Woke up craving rice this morning. I am making yellow rice and pigeon peas for breakfast, which will be good as leftovers for dinner too. Oops, just remembered I said I wouldn't talk about what I ate in this blog if I made it. Maybe the mention doesn't count if I haven't actually eaten the food yet. Last night had fantastic caramel apple pie with ice cream after movie with Russ (I didn't make pie so still not breaking my stupid rule). Russ and I discussed music/poetry collaboration, many things paranormal, and moving away from NY Metro area because of higher and higher cost of living. Problem is we both love Manhattan and don't want to go far from it. I knew from the first time I saw the city, on my 9th birthday, that I wanted to live in it. Managed it from 1979 through 1993, and still curse the day I decided to move to Brooklyn which was followed even more disastrously by a move to Long Island. Long Island, good for the kids, blah blah blah.
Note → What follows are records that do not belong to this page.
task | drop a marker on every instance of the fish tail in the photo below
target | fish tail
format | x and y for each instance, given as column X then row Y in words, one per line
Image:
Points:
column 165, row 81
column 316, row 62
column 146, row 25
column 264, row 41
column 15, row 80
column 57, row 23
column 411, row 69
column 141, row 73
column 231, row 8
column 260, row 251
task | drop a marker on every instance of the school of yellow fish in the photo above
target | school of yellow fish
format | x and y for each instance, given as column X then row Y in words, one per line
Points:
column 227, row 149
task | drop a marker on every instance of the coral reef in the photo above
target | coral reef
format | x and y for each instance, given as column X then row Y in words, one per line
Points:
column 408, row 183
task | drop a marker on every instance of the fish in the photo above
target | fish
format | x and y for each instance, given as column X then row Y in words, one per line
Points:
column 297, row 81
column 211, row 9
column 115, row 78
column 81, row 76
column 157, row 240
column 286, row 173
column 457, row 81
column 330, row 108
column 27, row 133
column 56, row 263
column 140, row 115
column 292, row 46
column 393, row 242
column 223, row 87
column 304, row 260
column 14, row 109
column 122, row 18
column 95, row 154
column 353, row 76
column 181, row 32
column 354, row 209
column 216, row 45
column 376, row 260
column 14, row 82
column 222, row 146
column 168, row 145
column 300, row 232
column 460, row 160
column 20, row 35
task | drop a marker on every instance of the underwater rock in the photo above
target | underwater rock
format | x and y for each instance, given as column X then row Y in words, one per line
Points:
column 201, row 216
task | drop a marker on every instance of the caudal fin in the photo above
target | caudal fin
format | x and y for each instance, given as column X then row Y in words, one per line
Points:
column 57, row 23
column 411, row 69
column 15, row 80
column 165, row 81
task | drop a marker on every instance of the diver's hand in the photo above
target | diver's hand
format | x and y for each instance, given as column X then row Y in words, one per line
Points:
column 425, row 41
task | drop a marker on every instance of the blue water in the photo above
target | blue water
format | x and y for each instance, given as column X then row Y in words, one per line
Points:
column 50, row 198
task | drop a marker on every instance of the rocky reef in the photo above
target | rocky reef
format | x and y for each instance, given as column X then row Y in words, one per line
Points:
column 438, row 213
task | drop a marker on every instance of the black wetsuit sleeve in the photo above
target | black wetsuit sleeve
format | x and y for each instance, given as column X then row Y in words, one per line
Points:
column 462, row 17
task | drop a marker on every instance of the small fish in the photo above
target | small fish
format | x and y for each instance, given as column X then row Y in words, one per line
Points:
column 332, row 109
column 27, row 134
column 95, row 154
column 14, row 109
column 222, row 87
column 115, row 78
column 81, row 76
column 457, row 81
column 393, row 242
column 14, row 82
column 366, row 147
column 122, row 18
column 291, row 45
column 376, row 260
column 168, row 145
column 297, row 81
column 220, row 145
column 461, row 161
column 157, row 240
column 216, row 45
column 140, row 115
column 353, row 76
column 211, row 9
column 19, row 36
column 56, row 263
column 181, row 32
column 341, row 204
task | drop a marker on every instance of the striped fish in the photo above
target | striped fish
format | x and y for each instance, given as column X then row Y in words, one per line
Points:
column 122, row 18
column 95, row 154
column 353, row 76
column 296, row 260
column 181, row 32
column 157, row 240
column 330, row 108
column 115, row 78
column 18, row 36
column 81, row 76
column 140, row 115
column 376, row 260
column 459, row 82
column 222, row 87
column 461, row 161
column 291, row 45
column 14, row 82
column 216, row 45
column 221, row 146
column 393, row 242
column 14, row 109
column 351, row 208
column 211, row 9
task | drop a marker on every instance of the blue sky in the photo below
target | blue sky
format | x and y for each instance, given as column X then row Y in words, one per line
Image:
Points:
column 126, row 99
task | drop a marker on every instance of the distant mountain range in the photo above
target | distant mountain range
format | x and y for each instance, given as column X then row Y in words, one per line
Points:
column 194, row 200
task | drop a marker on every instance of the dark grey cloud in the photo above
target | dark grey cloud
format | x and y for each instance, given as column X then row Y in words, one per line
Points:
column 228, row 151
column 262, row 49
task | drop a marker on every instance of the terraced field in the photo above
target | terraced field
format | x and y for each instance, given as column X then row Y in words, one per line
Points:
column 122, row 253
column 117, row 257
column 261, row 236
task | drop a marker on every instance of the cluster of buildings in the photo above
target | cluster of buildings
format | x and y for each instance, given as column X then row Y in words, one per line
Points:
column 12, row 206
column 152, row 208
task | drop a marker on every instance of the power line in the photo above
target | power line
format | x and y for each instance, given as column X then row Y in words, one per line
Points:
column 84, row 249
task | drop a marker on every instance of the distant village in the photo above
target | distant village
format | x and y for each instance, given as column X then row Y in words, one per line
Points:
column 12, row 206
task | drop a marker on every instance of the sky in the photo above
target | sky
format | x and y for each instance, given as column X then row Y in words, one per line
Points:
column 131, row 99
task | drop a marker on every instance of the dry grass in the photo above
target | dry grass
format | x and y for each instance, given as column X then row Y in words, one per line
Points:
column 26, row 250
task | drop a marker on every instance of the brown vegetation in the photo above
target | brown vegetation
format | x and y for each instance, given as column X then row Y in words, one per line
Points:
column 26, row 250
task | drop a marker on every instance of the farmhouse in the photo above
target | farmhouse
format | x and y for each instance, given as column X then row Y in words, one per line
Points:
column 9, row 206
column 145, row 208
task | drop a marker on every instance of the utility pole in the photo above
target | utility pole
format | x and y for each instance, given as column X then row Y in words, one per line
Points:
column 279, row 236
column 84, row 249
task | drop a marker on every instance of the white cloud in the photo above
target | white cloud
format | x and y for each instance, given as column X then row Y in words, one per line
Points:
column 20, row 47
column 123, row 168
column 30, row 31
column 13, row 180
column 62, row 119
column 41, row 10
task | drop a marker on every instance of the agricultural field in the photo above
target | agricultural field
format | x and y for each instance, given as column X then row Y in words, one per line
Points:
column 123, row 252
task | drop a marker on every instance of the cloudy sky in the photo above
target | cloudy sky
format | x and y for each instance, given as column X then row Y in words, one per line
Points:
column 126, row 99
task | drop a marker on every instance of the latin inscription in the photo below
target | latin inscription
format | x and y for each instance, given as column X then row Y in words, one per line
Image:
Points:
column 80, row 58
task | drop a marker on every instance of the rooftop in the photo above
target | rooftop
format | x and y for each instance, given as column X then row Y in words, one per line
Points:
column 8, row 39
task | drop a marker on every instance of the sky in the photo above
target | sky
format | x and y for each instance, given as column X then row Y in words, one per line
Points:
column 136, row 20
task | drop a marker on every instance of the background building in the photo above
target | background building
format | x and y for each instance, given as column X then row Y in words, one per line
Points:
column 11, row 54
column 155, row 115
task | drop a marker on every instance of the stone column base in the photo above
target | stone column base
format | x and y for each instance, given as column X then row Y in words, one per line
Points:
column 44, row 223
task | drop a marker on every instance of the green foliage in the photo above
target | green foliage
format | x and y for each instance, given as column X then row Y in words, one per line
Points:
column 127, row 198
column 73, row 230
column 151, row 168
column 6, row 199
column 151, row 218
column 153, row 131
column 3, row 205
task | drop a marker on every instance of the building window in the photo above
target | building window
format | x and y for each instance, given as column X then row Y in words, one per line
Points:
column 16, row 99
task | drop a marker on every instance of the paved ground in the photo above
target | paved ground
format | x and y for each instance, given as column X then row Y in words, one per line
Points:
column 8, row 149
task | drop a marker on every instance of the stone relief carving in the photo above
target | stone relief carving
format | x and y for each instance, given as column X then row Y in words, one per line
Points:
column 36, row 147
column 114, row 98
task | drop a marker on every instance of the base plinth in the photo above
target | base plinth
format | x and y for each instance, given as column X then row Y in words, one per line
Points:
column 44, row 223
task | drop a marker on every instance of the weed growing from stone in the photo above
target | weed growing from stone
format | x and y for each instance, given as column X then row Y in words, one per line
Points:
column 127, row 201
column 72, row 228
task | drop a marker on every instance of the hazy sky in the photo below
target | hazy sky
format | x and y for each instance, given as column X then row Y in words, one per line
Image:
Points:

Movie, Silent Hill, a waste of three hours of my life (okay, 2 hrs, 45 mins. The first fifteen minutes were interesting.) Plot a mess, acting lousy, and most importantly not scary, just gross. Left Russ after pie and walked a good way back to Penn Station. Happily soaked in the energy, moon over Union Square, cool night air. Had a nightmare last night that 200 planes attacked NYC, and I watched buildings fall from the window of a highrise. Loud speaker announcement that amounted to "We told you we'd be back." Maybe it is time to move.

A Step Away From Them
Frank O'Hara

It's my lunch hour, so I go
for a walk among the hum-colored
cabs. First, down the sidewalk
where laborers feed their dirty
glistening torsos sandwiches
and Coca-Cola, with yellow helmets
on. They protect them from falling
bricks, I guess. Then onto the
avenue where skirts are flipping
above heels and blow up over
grates. The sun is hot, but the
cabs stir up the air. I look
at bargains in wristwatches. There
are cats playing in sawdust.

On
to Times Square, where the sign
blows smoke over my head, and higher
the waterfall pours lightly. A
Negro stands in a doorway with a
toothpick, languorously agitating
A blonde chorus girl clicks: he
smiles and rubs his chin. Everything
suddenly honks: it is 12:40 of
a Thursday.

Neon in daylight is a
great pleasure, as Edwin Denby would
write, as are light bulbs in daylight.
I stop for a cheeseburger at JULIET'S
CORNER. Giulietta Maina, wife of
Federico Fellini, é bell' attrice.
And chocolate malted. A lady in
foxes on such a day puts her poodle
in a cab.

There are several Puerto
Ricans on the avenue today, which
makes it beautiful and warm. First
Bunny died, then John Latouche,
then Jackson Pollock. But is the
earth as full of life was full, of them?
And one has eaten and one walks,
past the magazines with nudes
and the posters for BULLFIGHT and
theManhattann Storage Warehouse,
which they'll soon tear down. I
used to think they had the Armory
Show there.

A glass of papaya juice
and back to work. My heart is in my
pocket, it is Poems by Pierre Reverdy.